Afrika müsse seine natürlichen Ressourcen „mit Integrität, Disziplin und einer gemeinsamen langfristigen Vision“ verwalten, sagte Saleh. Sie könnten eine Grundlage für breiter verteiltes Wirtschaftswachstum und nachhaltige Entwicklung bilden.

„Wir werden nicht länger akzeptieren, bei internationalen Entscheidungen zurückgelassen zu werden“, erklärte der Minister. Afrika könne seinen politischen und wirtschaftlichen Platz in der Welt nur durch Solidarität und gemeinsames Handeln stärken.

Wasser und Sanitärversorgung als AU-Schwerpunkt

Die Veranstaltung griff zugleich das Jahresthema der Afrikanischen Union auf. Es lautet 2026: „Nachhaltige Wasserverfügbarkeit und sichere Sanitärsysteme gewährleisten, um die Ziele der Agenda 2063 zu erreichen.“

Saleh bezeichnete den Zugang zu Wasser und Sanitärversorgung als Grundlage für Gesundheit, Menschenwürde und wirtschaftliche Entwicklung. Eine verlässliche Wasserversorgung ermögliche Hygiene, Sauberkeit und die Vorbeugung gegen Krankheiten, die durch verunreinigtes Wasser übertragen werden.

Der Außenminister verwies dabei auf die besonderen klimatischen Bedingungen Eritreas. Das Land ist in weiten Teilen trocken und regelmäßig von Wasserknappheit betroffen.

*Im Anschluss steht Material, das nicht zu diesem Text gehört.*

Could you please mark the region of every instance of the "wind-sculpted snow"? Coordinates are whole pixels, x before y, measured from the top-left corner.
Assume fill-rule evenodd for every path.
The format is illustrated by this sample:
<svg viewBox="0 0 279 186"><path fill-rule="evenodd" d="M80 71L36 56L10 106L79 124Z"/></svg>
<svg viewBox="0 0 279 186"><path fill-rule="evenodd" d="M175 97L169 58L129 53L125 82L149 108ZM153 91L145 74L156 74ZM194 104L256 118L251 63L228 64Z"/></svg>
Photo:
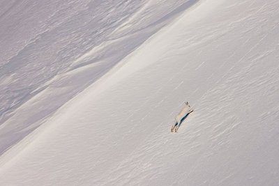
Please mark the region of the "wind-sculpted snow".
<svg viewBox="0 0 279 186"><path fill-rule="evenodd" d="M186 3L100 3L126 13L97 22L116 25L100 42L66 49L76 55L61 57L67 65L0 126L2 144L24 138L0 157L0 185L278 185L279 2L202 1L181 10ZM82 12L59 25L71 29ZM171 133L184 101L194 111ZM63 105L51 117L22 124L56 102Z"/></svg>
<svg viewBox="0 0 279 186"><path fill-rule="evenodd" d="M0 154L193 2L3 2Z"/></svg>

Die eritreische Regierung habe große, mittlere und kleinere Dämme sowie Wasserspeicher errichtet, um Niederschläge aufzufangen und länger nutzbar zu machen, erklärte Saleh. Die Maßnahmen folgten dem Grundsatz, „jeden Tropfen Wasser zu bewahren“.

Er bezeichnete die Projekte als Ergebnis langfristiger Planung und konsequenter Ressourcenschonung. Auch die Sanitärversorgung werde weiter ausgebaut. Unabhängige Zahlen zur landesweiten Verfügbarkeit von Trinkwasser und sicheren Sanitäranlagen nannte der Minister in seiner Rede nicht.

Südafrika wirbt für gemeinsame Partnerschaften

Der südafrikanische Botschafter in Eritrea, Percy Mbuzeli Kumsha, bezeichnete den Afrika-Tag als Gelegenheit für eine gemeinsame Bestandsaufnahme des Kontinents.

„Der Afrika-Tag ist mehr als ein Gedenken. Er ist eine Bekräftigung unseres gemeinsamen Weges und der Tatsache, dass uns ein gemeinsames Schicksal verbindet“, sagte Kumsha.

Kein afrikanischer Staat könne die bestehenden Aufgaben allein bewältigen. Der Kontinent benötige deshalb „intelligente Partnerschaften“, die gemeinsames Handeln ermöglichten.

Asmara stellt gemeinsame Identität heraus

Das für die Feier in Asmara gewählte Motto „Ein Herz, ein Land, ein Schicksal“ solle die gemeinsame Geschichte und Identität Afrikas ausdrücken, erklärte Saleh. Trotz unterschiedlicher Sprachen, Regionen und gesellschaftlicher Hintergründe seien die Staaten des Kontinents durch Werte wie Solidarität, Gastfreundschaft und gegenseitige Unterstützung verbunden.

Das „eine Herz“ stehe für gemeinsame Ziele, das „eine Land“ für das afrikanische Erbe und die Verantwortung gegenüber den natürlichen Ressourcen. Das gemeinsame Schicksal müsse von Afrikanern selbst gestaltet werden.

Der zentralen Veranstaltung waren mehrere gemeinsame Aktivitäten vorausgegangen. Dazu gehörten eine Podiumsdiskussion über afrikanische Einheit in einer veränderten Weltordnung und ein Fußballspiel zwischen Mitarbeitern des eritreischen Außenministeriums und einer Auswahl afrikanischer Botschaften in Asmara.